Abstinence is not what made these people saints -- I can tell you stories of absolutely vile, stupid and mean-spirited virgins. Rather, it is the way that these men and women dedicated themselves whole-heartedly to gospel service, made possible by abstinence and the lack of family responsibilities, that set them up for sainthood. To reduce their lives to a choice about sex is to demean sex and to put the wrong focus on their lives

Over the years, women have been forced to play a role as sexual pawns of men. They are traded for influence between families or nations. They are treated as sexual objects by men of little understanding and sensitivity, like Henry VIII, for whom women were disposable objects in his quest for a male heir. It is a testament to the inborn integrity of women who have resisted being treated as lesser creations. As little more than a vagina and womb on legs. Their resistance has been focused on a refusal to submit sexually to more powerful humans.
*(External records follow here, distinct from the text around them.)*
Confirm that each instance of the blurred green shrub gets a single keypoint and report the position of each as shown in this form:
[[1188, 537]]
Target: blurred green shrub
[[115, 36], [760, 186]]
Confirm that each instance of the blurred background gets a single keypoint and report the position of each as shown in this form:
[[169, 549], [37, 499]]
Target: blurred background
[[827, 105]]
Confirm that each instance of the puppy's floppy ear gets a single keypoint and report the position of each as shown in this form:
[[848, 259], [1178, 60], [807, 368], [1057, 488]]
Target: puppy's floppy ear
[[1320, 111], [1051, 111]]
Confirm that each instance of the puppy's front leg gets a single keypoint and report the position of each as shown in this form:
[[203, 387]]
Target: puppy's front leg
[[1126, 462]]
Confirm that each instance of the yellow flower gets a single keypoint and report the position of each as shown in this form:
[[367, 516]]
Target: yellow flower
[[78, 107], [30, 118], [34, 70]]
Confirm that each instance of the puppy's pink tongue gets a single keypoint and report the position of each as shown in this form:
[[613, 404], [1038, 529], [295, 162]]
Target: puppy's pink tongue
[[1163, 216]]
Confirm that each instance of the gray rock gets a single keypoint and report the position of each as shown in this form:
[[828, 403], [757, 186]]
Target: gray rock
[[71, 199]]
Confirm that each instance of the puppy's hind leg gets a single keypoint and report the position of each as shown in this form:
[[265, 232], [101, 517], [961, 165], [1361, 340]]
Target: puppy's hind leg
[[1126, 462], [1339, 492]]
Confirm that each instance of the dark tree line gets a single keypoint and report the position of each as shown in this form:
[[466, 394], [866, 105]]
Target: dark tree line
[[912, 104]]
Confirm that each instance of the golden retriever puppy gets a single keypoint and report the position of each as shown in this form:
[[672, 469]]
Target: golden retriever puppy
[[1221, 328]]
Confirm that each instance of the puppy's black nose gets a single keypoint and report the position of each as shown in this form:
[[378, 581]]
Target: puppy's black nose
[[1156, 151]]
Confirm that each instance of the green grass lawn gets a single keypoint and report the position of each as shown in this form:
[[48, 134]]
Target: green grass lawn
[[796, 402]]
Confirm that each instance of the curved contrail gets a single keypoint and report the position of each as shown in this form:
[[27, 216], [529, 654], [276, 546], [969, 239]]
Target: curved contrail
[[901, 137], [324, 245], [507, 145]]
They have resisted the desire of other to objectify and commercialize them. Their stand has been to honor the dignity of their whole personhood -- emotions, intellect, will and physicality. Reducing them to mere sexual non-objects is as harmful , I believe, then to treat them solely as sexual. It is a sort of anti-pornography that is as exploitative as its mirror image.

The decision to marry or not to marry, to express sexuality or not to, belongs to the individual, in context of their earthly calling.  Used as a means of announcing or advancing the kingdom, restrained sexuality is less a means in itself than a freeing to answer one's interior call to holiness.